Singapura Tancap Pertumbuhan 1Q26: Ekspor Elektronik, Konstruksi, dan Layanan Dorong Perekonomian

trading sekarang

Analisis ini disusun oleh Cetro Trading Insight untuk pembaca awam dengan bahasa yang jelas namun tetap profesional. PDB Singapura pada kuartal pertama 2026 menunjukkan pertumbuhan kuat sekitar 6% secara year-on-year. Pertumbuhan ini didorong oleh ekspor elektronik, sektor konstruksi, dan layanan. Meskipun ada guncangan energi, tekanan inflasi tetap terkendali.

Indikator frekuensi tinggi menunjukkan dinamika ekspor elektronik non-minyak domestik (NODX) meningkat lebih dari 60% y/y pada rata-rata tiga bulan hingga April, mendorong headline NODX mendekati pertumbuhan 15% y/y. Kinerja sektor konstruksi juga kuat dengan pertumbuhan lebih dari 11% y/y pada 1Q26, mencerminkan dorongan infrastruktur publik berskala besar. Layanan juga berkontribusi, meningkatkan aktivitas ekonomi secara luas.

Dengan kejutan upside pada 1Q26 dan siklus AI yang berlanjut, HSBC menaikkan proyeksi pertumbuhan Singapura menjadi 3.3% untuk 2026 (dari 2.9%). Mereka juga menilai tekanan harga akan berkembang secara moderat, sehingga MAS cenderung menjaga kebijakan dengan hati-hati daripada menaikkan bunga secara agresif. Kebijakan ini diharapkan melanjutkan arah yang stabil sambil menjaga daya tahan ekonomi.

IndikatorNilai
GDP 1Q26+6% y/y
Inflasi inti~1.4% y/y (4 bulan)
NODX elektronik non-minyak+60% y/y (3m)
NODX total≈+15% y/y (headline)

Kebijakan moneter MAS diperkirakan tetap berhati-hati mengingat poros harga yang tetap moderat. Otoritas moneter berisiko menahan diri daripada mengambil langkah kenaikan suku bunga yang agresif. Keputusan ini sejalan dengan tekanan inflasi inti yang berkembang perlahan di awal 2026.

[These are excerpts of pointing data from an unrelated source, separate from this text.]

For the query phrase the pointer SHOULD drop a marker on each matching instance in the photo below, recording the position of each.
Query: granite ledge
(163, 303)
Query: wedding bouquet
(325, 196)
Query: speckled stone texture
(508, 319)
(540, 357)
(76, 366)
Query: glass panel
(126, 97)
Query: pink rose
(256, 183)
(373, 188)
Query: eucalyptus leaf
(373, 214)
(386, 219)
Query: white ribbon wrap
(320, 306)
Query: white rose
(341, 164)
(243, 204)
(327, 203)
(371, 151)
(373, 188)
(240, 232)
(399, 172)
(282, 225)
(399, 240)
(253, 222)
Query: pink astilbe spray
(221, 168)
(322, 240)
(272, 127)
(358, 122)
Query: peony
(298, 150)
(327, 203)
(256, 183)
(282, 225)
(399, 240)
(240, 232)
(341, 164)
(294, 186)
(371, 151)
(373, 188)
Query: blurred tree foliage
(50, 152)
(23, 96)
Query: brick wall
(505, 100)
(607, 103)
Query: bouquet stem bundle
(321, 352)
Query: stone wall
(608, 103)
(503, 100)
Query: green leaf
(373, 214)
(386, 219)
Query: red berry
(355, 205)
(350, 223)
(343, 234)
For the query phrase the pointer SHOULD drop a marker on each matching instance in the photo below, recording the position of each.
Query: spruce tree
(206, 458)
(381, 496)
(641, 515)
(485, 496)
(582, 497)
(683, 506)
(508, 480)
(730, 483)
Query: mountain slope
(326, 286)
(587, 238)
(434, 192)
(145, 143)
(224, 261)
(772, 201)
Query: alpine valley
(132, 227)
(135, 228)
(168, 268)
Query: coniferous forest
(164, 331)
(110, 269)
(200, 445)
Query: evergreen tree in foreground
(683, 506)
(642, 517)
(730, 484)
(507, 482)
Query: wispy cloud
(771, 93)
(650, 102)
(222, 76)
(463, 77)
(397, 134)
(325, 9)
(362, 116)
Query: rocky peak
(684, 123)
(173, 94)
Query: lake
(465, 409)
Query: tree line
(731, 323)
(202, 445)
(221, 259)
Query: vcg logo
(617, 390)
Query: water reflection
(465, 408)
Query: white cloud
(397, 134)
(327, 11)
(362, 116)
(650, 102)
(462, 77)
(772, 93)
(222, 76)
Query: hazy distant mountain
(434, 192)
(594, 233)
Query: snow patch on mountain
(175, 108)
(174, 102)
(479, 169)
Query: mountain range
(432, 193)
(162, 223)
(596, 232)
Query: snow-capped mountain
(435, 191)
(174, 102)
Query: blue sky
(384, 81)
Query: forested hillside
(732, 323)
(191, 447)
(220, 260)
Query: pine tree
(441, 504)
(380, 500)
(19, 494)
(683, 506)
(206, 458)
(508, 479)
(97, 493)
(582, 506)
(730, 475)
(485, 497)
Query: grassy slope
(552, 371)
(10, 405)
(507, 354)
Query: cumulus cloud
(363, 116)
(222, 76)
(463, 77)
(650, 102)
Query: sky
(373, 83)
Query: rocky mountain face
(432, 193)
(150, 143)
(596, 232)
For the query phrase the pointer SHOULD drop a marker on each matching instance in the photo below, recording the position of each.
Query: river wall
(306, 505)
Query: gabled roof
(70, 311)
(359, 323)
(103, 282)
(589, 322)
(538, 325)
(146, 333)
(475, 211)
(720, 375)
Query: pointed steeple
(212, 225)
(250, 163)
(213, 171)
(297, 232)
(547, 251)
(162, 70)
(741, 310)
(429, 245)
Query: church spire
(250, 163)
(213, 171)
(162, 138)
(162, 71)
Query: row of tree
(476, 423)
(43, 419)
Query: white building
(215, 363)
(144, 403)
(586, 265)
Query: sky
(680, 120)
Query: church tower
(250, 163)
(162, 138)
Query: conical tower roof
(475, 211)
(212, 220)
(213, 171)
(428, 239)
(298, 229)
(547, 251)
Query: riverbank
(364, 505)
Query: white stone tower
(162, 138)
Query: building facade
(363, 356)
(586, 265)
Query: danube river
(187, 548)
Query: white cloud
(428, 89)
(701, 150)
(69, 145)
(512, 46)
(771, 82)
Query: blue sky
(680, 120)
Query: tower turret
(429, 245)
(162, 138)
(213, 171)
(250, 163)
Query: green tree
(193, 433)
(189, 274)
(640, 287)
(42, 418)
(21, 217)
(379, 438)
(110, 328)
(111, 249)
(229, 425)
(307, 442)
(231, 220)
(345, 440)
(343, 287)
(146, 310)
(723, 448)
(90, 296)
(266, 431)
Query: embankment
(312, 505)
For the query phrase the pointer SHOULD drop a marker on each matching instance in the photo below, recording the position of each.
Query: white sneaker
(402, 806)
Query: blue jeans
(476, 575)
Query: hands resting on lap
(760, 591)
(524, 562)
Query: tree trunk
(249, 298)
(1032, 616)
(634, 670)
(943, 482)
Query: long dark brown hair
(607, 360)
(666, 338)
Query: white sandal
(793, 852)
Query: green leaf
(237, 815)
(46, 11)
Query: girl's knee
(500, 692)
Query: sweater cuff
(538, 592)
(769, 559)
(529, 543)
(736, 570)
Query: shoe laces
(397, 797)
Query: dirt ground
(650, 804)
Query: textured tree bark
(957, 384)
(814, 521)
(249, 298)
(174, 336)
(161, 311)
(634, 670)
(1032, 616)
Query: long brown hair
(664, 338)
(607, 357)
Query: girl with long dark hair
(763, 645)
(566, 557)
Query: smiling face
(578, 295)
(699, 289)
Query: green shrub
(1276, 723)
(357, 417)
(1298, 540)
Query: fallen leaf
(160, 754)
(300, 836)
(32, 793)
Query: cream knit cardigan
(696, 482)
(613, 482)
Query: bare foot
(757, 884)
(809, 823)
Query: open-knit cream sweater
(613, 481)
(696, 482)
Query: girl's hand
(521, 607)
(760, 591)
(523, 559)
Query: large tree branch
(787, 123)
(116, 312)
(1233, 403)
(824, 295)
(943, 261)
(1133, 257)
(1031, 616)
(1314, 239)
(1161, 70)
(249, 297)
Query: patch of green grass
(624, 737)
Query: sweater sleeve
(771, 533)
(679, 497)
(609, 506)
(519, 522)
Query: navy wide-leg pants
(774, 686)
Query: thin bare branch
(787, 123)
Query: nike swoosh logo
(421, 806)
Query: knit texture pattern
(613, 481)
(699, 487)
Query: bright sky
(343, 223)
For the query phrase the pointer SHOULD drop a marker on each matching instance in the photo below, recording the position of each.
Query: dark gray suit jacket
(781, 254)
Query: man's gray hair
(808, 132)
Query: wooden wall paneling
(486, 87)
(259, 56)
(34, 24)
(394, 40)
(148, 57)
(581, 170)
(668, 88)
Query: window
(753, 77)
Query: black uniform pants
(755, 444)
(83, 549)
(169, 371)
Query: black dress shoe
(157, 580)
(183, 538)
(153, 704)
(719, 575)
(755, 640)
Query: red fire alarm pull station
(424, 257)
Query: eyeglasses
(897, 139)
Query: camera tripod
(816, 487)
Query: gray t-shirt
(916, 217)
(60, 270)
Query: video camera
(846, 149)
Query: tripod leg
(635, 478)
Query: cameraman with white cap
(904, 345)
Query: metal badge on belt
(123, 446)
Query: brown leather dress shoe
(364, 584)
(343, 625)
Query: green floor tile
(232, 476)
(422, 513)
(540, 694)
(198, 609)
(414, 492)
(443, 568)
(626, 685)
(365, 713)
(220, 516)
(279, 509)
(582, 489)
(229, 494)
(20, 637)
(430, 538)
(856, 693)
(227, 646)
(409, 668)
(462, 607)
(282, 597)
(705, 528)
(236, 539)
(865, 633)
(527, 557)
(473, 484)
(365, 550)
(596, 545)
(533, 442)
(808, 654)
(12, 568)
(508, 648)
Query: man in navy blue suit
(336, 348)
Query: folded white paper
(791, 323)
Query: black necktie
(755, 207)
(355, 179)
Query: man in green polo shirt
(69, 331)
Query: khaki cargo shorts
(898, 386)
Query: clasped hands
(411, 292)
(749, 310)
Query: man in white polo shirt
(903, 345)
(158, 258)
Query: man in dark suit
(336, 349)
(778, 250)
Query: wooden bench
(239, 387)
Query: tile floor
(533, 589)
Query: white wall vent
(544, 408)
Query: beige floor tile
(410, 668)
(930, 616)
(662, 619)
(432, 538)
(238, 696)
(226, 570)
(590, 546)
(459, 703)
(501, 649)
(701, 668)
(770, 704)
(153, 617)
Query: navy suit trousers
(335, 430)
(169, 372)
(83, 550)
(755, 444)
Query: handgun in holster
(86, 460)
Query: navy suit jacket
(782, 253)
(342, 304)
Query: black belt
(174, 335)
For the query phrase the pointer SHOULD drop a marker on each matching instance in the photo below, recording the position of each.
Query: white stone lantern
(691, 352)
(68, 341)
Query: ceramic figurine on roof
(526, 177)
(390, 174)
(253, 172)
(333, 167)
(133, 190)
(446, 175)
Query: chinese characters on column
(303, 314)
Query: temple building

Proyeksi pertumbuhan untuk 2026 dinaikkan menjadi 3.3%, mendekati ujung atas kisaran pemerintah 2-4%. Angka ini didorong oleh dinamika ekspor elektronik, konstruksi, dan layanan yang kuat secara luas. Proyeksi untuk 2027 diperkirakan sekitar 2.5%, menandakan kelanjutan tren pemulihan yang stabil.

Secara keseluruhan, Singapura menunjukkan daya tahan tinggi dengan kontribusi dari inovasi AI dan ekspor teknologi. Dampak kebijakan yang hati-hati cenderung memperkuat stabilitas pasar keuangan dan mata uang. Bagi investor, peluang di aset berisiko tetap relevan jika pertumbuhan berlanjut dan inflasi tetap terkendali.